Reading and graphing data read from huge files


We have pretty large files, the order of 1-1.5 GB combined (mostly log files) with raw data that is easily parseable to a csv, which is subsequently supposed to be graphed to generate a set of graph images.

Currently, we are using bash scripts to turn the raw data into a csv file, with just the numbers that need to be graphed, and then feeding it into a gnuplot script. But this process is extremely slow. I tried to speed up the bash scripts by replacing some piped cuts, trs etc. with a single awk command, although this improved the speed, the whole thing is still very slow.

So, I am starting to believe there are better tools for this process. I am currently looking to rewrite this process in python+numpy or R. A friend of mine suggested using the JVM, and if I am to do that, I will use clojure, but am not sure how the JVM will perform.

I don't have much experience in dealing with these kind of problems, so any advice on how to proceed would be great. Thanks.

Edit: Also, I will want to store (to disk) the generated intermediate data, i.e., the csv, so I don't have to re-generate it, should I choose I want a different looking graph.

Edit 2: The raw data files have one record per one line, whose fields are separated by a delimiter (|). Not all fields are numbers. Each field I need in the output csv is obtained by applying a certain formula on the input records, which may use multiple fields from the input data. The output csv will have 3-4 fields per line, and I need graphs that plot 1-2, 1-3, 1-4 fields in a (may be) bar chart. I hope that gives a better picture.

Edit 3: I have modified @adirau's script a little and it seems to be working pretty well. I have come far enough that I am reading data, sending to a pool of processor threads (pseudo processing, append thread name to data), and aggregating it into an output file, through another collector thread.
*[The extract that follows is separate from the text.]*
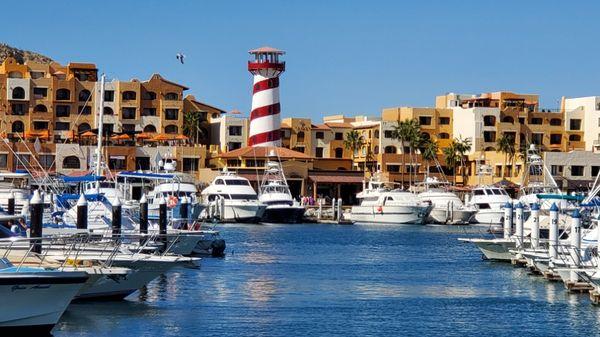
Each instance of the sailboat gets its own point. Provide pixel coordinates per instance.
(275, 193)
PS: I am not sure about the tagging of this question, feel free to correct it.


Solution

  • python sounds to be a good choice because it has a good threading API (the implementation is questionable though), matplotlib and pylab. I miss some more specs from your end but maybe this could be a good starting point for you: matplotlib: async plotting with threads. I would go for a single thread for handling bulk disk i/o reads and sync queueing to a pool of threads for data processing (if you have fixed record lengths things may get faster by precomputing reading offsets and passing just the offsets to the threadpool); with the diskio thread I would mmap the datasource files, read a predefined num bytes + one more read to eventually grab the last bytes to the end of the current datasource lineinput; the numbytes should be chosen somewhere near your average lineinput length; next is pool feeding via the queue and the data processing / plotting that takes place in the threadpool; I don't have a good picture here (of what are you plotting exactly) but I hope this helps.
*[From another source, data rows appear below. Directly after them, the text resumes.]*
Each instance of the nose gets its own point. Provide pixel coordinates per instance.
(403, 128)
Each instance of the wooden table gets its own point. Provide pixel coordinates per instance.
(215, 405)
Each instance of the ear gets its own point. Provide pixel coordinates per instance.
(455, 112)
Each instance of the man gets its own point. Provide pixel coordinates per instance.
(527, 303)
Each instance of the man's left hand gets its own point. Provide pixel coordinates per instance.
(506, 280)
    EDIT: there's file.readlines([sizehint]) to grab multiple lines at once; well it may not be so speedy cuz the docs are saying its using readline() internally

    EDIT: a quick skeleton code

    import threading
    from collections import deque
    import sys
    import mmap
    
    
    class processor(Thread):
        """
            processor gets a batch of data at time from the diskio thread
        """
        def __init__(self,q):
            Thread.__init__(self,name="plotter")
            self._queue = q
        def run(self):
            #get batched data 
            while True:
                #we wait for a batch
                dataloop = self.feed(self._queue.get())
                try:
                    while True:
                        self.plot(dataloop.next())
                except StopIteration:
                    pass
                #sanitizer exceptions following, maybe
    
        def parseline(self,line):
            """ return a data struct ready for plotting """
            raise NotImplementedError
    
        def feed(self,databuf):
            #we yield one-at-time datastruct ready-to-go for plotting
            for line in databuf:
                yield self.parseline(line)
    
        def plot(self,data):
            """integrate
            https://www.esclab.tw/wiki/index.php/Matplotlib#Asynchronous_plotting_with_threads
            maybe
            """
    class sharedq(object):
        """i dont recall where i got this implementation from 
        you may write a better one"""
        def __init__(self,maxsize=8192):
            self.queue = deque()
            self.barrier = threading.RLock()
            self.read_c = threading.Condition(self.barrier)
            self.write_c = threading.Condition(self.barrier)
            self.msz = maxsize
        def put(self,item):
            self.barrier.acquire()
            while len(self.queue) >= self.msz:
                self.write_c.wait()
            self.queue.append(item)
            self.read_c.notify()
            self.barrier.release()
        def get(self):
            self.barrier.acquire()
            while not self.queue:
                self.read_c.wait()
            item = self.queue.popleft()
            self.write_c.notify()
            self.barrier.release()
            return item
    
    
    
    q = sharedq()
    #sizehint for readine lines
    numbytes=1024
    for i in xrange(8):
        p = processor(q)
        p.start()
    for fn in sys.argv[1:]
        with open(fn, "r+b") as f:
            #you may want a better sizehint here
            map = mmap.mmap(f.fileno(), 0)
            #insert a loop here, i forgot
            q.put(map.readlines(numbytes))
    
    #some cleanup code may be desirable